Unfortunately, there is no doubt the final decision on Kosovo’s future status does not lie with Serbia and its institutions. The issue has been internationalized all the way to the UN Security Council level, and that is something every citizen must be aware of."


Menurut B92, status akhir akan dibicarakan di Dewan Keamanan PBB pada bulan April 2007 ketika presidensi DK PBB dipegang oleh Inggris. Melihat penjadwalan ini, terkesan bahwa Inggris ingin status Kosovo bisa diselesaikan pada masa presidensinya sehingga upaya-upaya Kosovo menuju kemerdekaan dapat mulus meskipun hadangan veto dari Russia maupun China masih tetap ada.
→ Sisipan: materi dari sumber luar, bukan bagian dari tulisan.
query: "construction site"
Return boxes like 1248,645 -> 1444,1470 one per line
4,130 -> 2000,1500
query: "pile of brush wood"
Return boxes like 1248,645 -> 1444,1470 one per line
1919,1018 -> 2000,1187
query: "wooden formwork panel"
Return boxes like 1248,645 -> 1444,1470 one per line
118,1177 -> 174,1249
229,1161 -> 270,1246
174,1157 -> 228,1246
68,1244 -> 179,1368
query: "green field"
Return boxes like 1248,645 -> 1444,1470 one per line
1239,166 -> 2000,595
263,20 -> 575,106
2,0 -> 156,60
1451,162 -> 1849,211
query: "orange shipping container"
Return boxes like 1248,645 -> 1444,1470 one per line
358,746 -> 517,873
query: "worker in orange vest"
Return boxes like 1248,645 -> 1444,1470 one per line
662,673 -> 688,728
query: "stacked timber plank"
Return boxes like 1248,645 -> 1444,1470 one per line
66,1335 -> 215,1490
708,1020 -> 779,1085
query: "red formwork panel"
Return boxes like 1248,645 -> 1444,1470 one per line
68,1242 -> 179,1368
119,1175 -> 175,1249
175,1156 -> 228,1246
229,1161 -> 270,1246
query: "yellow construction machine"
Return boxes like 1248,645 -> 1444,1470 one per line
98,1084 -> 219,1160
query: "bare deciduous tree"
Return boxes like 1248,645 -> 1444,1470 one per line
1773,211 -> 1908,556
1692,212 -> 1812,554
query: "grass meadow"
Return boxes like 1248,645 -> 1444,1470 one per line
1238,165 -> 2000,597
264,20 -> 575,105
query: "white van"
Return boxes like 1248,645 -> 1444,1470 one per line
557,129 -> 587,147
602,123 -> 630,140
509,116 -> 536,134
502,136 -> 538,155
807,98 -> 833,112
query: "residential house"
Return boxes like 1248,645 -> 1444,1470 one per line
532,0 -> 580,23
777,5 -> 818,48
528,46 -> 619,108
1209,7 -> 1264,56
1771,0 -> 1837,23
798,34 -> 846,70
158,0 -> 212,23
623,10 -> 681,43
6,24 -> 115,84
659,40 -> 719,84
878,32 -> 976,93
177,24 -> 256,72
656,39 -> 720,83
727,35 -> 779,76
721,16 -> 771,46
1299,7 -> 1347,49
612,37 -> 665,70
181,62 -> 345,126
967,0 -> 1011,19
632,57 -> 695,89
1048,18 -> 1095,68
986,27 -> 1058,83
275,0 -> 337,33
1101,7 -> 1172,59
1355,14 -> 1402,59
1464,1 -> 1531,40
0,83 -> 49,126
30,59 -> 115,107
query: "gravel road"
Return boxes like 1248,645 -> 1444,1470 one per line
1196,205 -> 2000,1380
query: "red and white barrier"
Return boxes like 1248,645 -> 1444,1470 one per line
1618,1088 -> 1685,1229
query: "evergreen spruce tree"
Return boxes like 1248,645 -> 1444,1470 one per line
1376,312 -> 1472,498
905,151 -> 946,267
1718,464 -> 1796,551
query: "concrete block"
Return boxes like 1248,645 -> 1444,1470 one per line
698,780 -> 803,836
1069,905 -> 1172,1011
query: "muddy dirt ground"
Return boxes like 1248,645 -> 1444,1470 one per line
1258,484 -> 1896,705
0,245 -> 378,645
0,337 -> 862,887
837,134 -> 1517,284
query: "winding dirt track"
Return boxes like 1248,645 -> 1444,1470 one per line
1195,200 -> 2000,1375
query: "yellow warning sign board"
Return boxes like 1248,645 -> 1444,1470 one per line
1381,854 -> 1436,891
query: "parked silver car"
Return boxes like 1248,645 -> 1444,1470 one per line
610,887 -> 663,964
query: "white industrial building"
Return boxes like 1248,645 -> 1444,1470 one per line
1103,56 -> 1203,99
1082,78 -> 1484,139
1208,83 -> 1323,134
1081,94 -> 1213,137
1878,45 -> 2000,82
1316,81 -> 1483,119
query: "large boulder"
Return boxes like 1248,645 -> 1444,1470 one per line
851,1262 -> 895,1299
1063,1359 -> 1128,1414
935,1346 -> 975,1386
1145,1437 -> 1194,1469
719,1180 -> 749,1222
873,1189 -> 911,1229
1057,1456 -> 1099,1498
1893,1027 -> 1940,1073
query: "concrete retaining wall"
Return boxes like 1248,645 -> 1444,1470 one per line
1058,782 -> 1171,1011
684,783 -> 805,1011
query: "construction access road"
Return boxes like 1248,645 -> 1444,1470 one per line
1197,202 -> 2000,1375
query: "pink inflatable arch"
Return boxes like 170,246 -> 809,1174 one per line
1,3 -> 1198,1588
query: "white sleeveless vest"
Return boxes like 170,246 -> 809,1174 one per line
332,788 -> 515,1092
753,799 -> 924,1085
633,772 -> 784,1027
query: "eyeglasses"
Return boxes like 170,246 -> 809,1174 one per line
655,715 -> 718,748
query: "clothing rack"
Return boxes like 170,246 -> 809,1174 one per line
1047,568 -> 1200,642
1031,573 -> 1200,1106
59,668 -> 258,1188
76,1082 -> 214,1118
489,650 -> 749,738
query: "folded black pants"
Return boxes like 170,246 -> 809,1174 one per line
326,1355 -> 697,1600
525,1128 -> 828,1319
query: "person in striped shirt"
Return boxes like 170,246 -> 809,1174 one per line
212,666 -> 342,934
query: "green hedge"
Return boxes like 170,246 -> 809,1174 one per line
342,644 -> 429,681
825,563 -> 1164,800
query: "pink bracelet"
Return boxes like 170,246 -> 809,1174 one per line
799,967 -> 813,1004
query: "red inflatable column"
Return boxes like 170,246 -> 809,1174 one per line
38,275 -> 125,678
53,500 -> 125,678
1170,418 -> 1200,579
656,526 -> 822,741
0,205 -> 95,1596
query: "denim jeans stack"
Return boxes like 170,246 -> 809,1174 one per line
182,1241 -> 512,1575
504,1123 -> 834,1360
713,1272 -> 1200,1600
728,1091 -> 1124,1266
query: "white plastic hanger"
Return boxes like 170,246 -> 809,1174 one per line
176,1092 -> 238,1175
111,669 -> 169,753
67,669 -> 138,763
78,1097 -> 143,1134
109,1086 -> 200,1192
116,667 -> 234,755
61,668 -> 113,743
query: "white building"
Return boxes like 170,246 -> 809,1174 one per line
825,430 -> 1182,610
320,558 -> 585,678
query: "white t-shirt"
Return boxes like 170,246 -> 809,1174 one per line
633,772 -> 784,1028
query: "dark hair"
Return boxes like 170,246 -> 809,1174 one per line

Hanya untuk catatan pribadi saja, ketika masalah dalam negeri suatu negara sudah masuk dalam pembahasan secara multilateral (di-internasionalisasi) maka kemungkinan negara tersebut untuk lepas dari campur tangan asing akan sangat sulit. Demikian juga Indonesia ketika menyelesaikan masalah separatisme di Aceh melalui fasilitasi Martti Ahtisaari dan organisasinya yang kemudian diambil alih oleh Uni Eropa cq AMM kemudian sekarang ada Interpeace, sangat sulit untuk melepaskan diri dari campur tangan mereka meskipun bentuk organisasinya berubah. Presiden Tadic menyadari masalah ini, ketika Kosovo sudah menjadi masalah internasional maka kepentingan Serbia akan terabaikan yang ada adalah kepentingan negara-negara besar yang terlibat didalamnya.

2 comments:

Anonymous said...

sungguh menyedihkan jika masa depan suatu bangsa yg lemah ditentukan oleh kepentingan bangsa lain yg seringkali lebih mementingkan kepentingan ekonomi dan geopolitiknya, ketimbang kepentingan bangsa yg lemah itu. salam.

Pangarso D. Nugroho said...

betul pak Aroeng, masalah-masalah yang terjadi di ex-Yugoslavia bisa menjadi pelajaran bagi kita. kepentingan ekonomi dan geopolitik negara besar juga sangat terlihat di kehidupan sehari-hari di negeri kita.
yang bisa saya sampaikan mungkin mengutip peribahasa "eling lan waspada".